Herbivore attack is a common biotic stress for plants. Therefore, the development of effective defenses against herbivory is an important fitness-enhancing strategy. Defense mechanisms are considered to be costly because plants need to distribute their limited energetic and nutritional resources between growth and development, and metabolically demanding defense process. Recently, phytohormone crosstalk has been proposed as a mechanism to interconnect growth and defense, implying that this crosstalk could play an important role in economically allocating resources between growth and defense under stress conditions.

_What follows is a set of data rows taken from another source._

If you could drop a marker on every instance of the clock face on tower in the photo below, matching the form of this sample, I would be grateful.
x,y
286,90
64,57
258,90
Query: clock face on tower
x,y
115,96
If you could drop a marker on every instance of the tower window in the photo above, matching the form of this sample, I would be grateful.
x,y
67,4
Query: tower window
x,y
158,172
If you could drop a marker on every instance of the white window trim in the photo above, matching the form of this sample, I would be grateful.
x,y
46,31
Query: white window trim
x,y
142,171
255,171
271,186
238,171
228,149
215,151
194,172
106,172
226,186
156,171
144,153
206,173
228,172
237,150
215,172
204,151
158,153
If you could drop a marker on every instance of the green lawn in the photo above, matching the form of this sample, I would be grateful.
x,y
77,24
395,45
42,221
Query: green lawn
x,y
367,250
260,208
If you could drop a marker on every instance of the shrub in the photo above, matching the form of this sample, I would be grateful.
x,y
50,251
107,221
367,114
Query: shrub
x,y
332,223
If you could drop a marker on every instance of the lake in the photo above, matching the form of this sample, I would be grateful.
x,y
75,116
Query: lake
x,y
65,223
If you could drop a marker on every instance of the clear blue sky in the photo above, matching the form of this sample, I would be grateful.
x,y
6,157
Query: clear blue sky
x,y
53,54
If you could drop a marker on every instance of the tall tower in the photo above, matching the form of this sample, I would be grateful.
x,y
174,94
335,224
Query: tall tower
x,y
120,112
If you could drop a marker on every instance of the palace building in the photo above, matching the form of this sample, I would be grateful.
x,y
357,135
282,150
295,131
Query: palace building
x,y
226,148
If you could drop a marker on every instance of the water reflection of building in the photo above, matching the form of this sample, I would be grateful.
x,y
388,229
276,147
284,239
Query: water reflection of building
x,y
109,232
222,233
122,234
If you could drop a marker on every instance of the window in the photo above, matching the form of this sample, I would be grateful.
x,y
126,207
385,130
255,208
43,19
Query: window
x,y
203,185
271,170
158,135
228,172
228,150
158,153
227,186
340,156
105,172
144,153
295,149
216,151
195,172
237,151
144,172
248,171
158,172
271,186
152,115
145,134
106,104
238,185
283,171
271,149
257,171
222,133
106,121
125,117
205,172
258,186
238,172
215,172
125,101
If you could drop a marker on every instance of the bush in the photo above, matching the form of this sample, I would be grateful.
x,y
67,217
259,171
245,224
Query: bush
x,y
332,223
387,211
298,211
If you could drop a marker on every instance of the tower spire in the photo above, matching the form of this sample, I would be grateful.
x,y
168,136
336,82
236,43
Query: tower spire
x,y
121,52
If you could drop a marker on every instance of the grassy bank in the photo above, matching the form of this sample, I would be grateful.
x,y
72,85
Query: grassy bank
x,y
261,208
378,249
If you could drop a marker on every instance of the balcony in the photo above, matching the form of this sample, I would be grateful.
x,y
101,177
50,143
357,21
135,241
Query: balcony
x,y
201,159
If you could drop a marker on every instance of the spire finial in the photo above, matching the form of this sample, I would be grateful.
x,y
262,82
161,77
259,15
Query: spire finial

The phytohormones jasmonic acid (JA) and ethylene (ET) activate a broad range of plant defenses against herbivores in N. attenuata. Although JA-ET crosstalk is known to have both synergistic and antagonistic effects on plant defense, it was largely unknown how JA-ET crosstalk affects plant growth during herbivory. The influence of JA-ET crosstalk on growth of N. attenuata plants after simulated herbivory was observed in JA-deficient (asLOX3) and in ET-insensitive (mETR1) plants, and in their genetic cross (mETR1asLOX3). A novel morphological change, the development of callus-like cells around puncture wounds, was observed only in W+OS-treated mETR1asLOX3 plants. Moreover the accumulation of IAA in the elicited mETR1asLOX3 leaf was strongly increased compared to WT plants, and this increase coincided with the callus-like development. These results suggest that JA-ET crosstalk negatively regulates IAA biosynthesis, which can prevent unwanted plant cell growth during herbivory. JA-ET crosstalk not only affects to plant growth but also affects to specific plant defense metabolite, dicaffeoyl spermidine (DCS) biosynthesis. We identified a novel acyl transferase gene (DH29) in N. attenuata as a candidate for DCS synthase. Silencing DH29 gene expression resulted in strongly reduced accumulation of DCS after W+OS treatment in N. attenuata plants. Biochemical analysis of the recombinant DH29 protein resulted in the formation of monocaffeoyl spermidine (MCS). In conclusion, DH29 represents a novel spermidine monocaffeoyl transferase (SmCT) in N. attenuata, encoding the first biosynthetic enzyme for MCS, and suggesting that DCS biosynthesis in N. attenuata may occur in two reaction steps.